Mon éditrice était en contact avec Claire Nouvian, la fondatrice de Bloom, et nous avons donc pu concocter mon premier ouvrage, L’Âge bleu : sauver l’océan (éditions Buchet-Chastel, 2019).


Dans votre dernier livre, Le Journal anthropique de la cause animale (Futuropolis 2022)vous parlez de moments de prise de conscience lors de vos recherches. Comment êtes-vous venue à l’écologie ?

C’est une vaste question. Je me suis toujours intéressée à ce lien entre art et science, comme si j’avais une sorte de vocation à la Darwin ou à la Haeckel. C’est-à-dire que je suis ce que fais dans la vie, c’est du naturalisme : aller voir la nature, l’étudier, l’observer pour mieux la dessiner. Je suis forcément écologiste parce que mon amour du dessin et celui de la nature sont intimement liés. On ne peut pas voir ce qu’on aime se faire détruire sans agir.
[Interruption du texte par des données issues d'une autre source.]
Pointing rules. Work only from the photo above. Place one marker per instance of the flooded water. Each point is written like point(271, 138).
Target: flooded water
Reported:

Par rapport aux ONG, quels conseils donneriez-vous à d’autres créateurs qui souhaitent soutenir des associations ou travailler avec elles ?

Il faut aller à leur rencontre. Il y a beaucoup de salons qui le permettent, notamment La Fête de la science où les ONG sont souvent présentes, ou le congrès de l’UICN (Union internationale pour la conservation de la nature).

Curieusement, je ne vais pas avoir un comportement militant. C’est quelque chose qu’on peut me reprocher, mais je vais plutôt avoir une approche indirecte en passant soit par l’humour, soit par la fiction, voire la science-fiction. Mais je pense qu’il faut de tout. Chacun a sa méthode. La mienne, c’est plutôt de faire passer un message caché, presque insidieusement, et de sensibiliser sans culpabiliser.